# Values of x for a convergent geometric series with common ratio r

• Feb 6th 2011, 12:28 PM
Hellbent
Values of x for a convergent geometric series with common ratio r
Hi,

How do I go about doing this?
(Sorry, I don't know how to start, therefore I have no attempt.)

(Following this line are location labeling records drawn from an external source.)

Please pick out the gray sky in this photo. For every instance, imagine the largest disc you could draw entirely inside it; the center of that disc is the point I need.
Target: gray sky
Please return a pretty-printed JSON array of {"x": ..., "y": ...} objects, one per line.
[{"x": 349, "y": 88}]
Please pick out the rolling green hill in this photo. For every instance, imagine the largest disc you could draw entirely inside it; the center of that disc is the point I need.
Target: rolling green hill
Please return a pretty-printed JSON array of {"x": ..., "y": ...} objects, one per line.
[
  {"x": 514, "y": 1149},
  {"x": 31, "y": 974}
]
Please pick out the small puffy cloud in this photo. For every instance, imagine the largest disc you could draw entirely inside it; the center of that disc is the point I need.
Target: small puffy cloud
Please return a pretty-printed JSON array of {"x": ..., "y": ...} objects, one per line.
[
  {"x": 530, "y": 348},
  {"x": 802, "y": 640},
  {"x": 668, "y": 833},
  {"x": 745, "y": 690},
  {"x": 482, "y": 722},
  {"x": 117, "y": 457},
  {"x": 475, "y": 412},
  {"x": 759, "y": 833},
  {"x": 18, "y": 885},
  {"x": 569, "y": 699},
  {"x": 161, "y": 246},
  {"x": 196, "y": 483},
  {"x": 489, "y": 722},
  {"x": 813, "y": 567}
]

Determine the values of $x$ for a convergent geometric series with common ratio
$\displaystyle r = \frac{2x - 3}{x + 4}.$
• Feb 6th 2011, 12:30 PM
TheEmptySet
Quote:

Originally Posted by Hellbent
Hi,

How do I go about doing this?
(Sorry, I don't know how to start, therefore I have no attempt.)

Determine the values of $x$ for a convergent geometric series with common ratio
$\displaystyle r = \frac{2x - 3}{x + 4}.$

A geometric series converges if

$\displaystyle |r| < 1 \iff \bigg| \frac{2x-3}{x+4}\bigg| < 1$

Can you finish from here?
• Feb 8th 2011, 02:35 AM
Hellbent
$\displaystyle \bigg| \frac{2x-3}{x+4}\bigg| < 1$

$\displaystyle \left(\frac{2x-3}{x+4}\right)^2 < 1$

$(2x + 3)^2 < (x + 4)^2$

$4x^2 - 12x + 9 - x^2 - 8x - 16 < 0$

$3x^2 - 20x - 7 < 0$

$3x^2 - 21x + x - 7 < 0$

$(3x + 1)(x - 7) < 0$

$\displaystyle -\frac13 < x < 7$
• Feb 8th 2011, 03:22 AM
DrSteve
Looks good.

You can also do it without squaring by looking at the 3 cases:

$x<-4$

$-4\leq x\leq 3/2$

$x>3/2$